Por que a luz vermelha é tão difícil de acertar
Os OLEDs funcionam convertendo energia elétrica em luz dentro de camadas orgânicas ultrafinas. Para atender às exigências de displays de ultra‑alta definição, os engenheiros querem luz com cor muito pura e eficiência elevada. Uma classe promissora de materiais conhecida como emissores TADF de ressonância múltipla consegue isso para azul e verde, mas as versões vermelhas ficaram para trás.
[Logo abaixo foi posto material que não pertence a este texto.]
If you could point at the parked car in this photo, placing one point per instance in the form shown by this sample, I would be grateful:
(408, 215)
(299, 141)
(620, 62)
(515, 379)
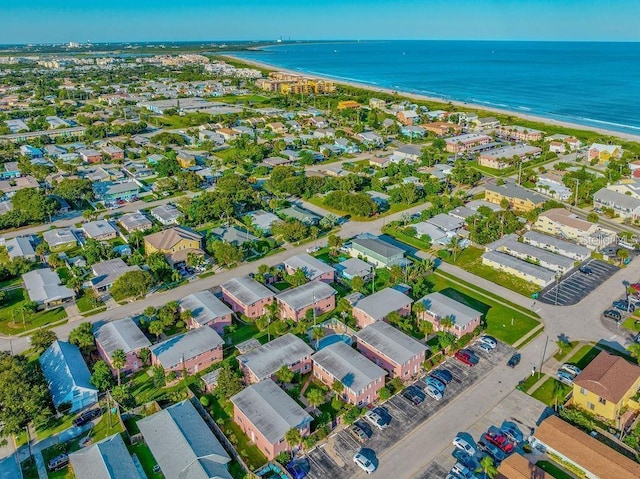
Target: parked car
(612, 314)
(624, 305)
(358, 433)
(462, 443)
(365, 464)
(565, 378)
(571, 369)
(86, 416)
(514, 360)
(489, 340)
(433, 393)
(443, 375)
(464, 358)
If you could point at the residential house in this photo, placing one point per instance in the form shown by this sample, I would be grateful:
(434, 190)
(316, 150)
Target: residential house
(565, 443)
(132, 222)
(266, 413)
(376, 251)
(314, 296)
(264, 362)
(362, 379)
(247, 296)
(124, 335)
(191, 352)
(100, 230)
(462, 143)
(567, 225)
(183, 444)
(107, 272)
(313, 268)
(379, 305)
(166, 214)
(603, 153)
(176, 243)
(45, 288)
(354, 267)
(60, 239)
(555, 245)
(520, 199)
(398, 354)
(438, 307)
(106, 459)
(68, 377)
(206, 310)
(607, 386)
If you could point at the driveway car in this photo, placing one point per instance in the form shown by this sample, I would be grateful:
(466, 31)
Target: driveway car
(463, 444)
(514, 360)
(443, 375)
(365, 464)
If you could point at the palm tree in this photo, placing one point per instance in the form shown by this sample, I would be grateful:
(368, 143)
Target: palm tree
(118, 360)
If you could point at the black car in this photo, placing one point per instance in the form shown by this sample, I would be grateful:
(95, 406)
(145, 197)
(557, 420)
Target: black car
(612, 314)
(86, 416)
(514, 360)
(442, 375)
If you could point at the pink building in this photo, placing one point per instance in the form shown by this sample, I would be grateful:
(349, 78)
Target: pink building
(265, 413)
(315, 295)
(438, 306)
(313, 268)
(206, 310)
(379, 305)
(125, 335)
(247, 296)
(398, 354)
(192, 351)
(362, 379)
(264, 362)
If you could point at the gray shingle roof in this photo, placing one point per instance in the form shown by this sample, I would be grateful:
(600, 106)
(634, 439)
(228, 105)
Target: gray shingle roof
(302, 296)
(380, 304)
(121, 334)
(188, 345)
(268, 358)
(247, 290)
(183, 444)
(270, 410)
(348, 366)
(107, 459)
(389, 341)
(205, 307)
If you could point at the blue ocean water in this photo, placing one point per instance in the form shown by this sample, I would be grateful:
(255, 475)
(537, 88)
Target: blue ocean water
(596, 84)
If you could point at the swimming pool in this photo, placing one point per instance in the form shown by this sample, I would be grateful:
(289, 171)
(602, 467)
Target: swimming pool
(332, 339)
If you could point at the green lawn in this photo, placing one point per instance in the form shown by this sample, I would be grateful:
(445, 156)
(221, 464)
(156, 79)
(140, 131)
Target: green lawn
(503, 322)
(471, 260)
(544, 393)
(553, 470)
(12, 323)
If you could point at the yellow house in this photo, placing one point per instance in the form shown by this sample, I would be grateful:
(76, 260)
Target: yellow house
(607, 385)
(176, 243)
(519, 198)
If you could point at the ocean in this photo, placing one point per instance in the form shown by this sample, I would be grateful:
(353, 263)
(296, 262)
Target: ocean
(594, 84)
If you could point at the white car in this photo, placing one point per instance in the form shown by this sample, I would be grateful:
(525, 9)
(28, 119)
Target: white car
(571, 369)
(463, 444)
(433, 393)
(375, 419)
(365, 464)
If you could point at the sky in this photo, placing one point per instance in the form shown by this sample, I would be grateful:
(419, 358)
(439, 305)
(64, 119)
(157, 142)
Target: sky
(54, 21)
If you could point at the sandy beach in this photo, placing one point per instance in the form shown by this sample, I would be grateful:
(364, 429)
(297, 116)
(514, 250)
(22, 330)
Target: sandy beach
(414, 96)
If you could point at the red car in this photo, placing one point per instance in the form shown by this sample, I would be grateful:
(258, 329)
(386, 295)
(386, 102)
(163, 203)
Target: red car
(464, 358)
(499, 440)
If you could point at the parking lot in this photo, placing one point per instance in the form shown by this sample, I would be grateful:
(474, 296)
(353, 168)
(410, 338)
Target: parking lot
(576, 285)
(335, 458)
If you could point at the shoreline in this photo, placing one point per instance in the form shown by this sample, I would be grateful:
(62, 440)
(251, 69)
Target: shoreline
(416, 96)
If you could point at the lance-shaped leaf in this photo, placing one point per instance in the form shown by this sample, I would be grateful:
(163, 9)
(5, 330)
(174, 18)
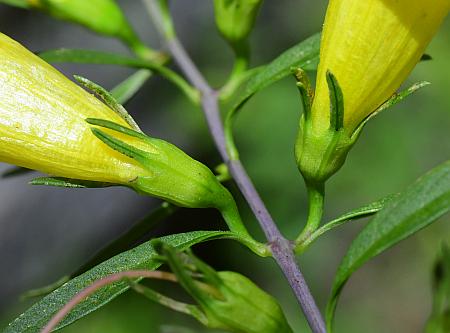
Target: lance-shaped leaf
(142, 257)
(419, 205)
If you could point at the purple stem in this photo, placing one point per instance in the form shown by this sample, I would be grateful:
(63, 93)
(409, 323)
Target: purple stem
(282, 249)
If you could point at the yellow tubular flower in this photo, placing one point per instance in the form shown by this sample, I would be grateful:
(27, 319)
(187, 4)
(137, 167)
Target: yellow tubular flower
(50, 124)
(369, 47)
(42, 122)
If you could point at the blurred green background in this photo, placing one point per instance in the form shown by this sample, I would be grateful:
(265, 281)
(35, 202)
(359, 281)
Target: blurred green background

Em altas luminâncias, esses emissores vermelhos desperdiçam muitos dos estados excitados como calor em vez de luz, um problema conhecido como queda de eficiência (efficiency roll‑off). A causa raiz é que eles são lentos em reciclar um tipo particular de estado excitado, de modo que esses estados se acumulam e colidem, apagando‑se mutuamente em vez de emitir luz.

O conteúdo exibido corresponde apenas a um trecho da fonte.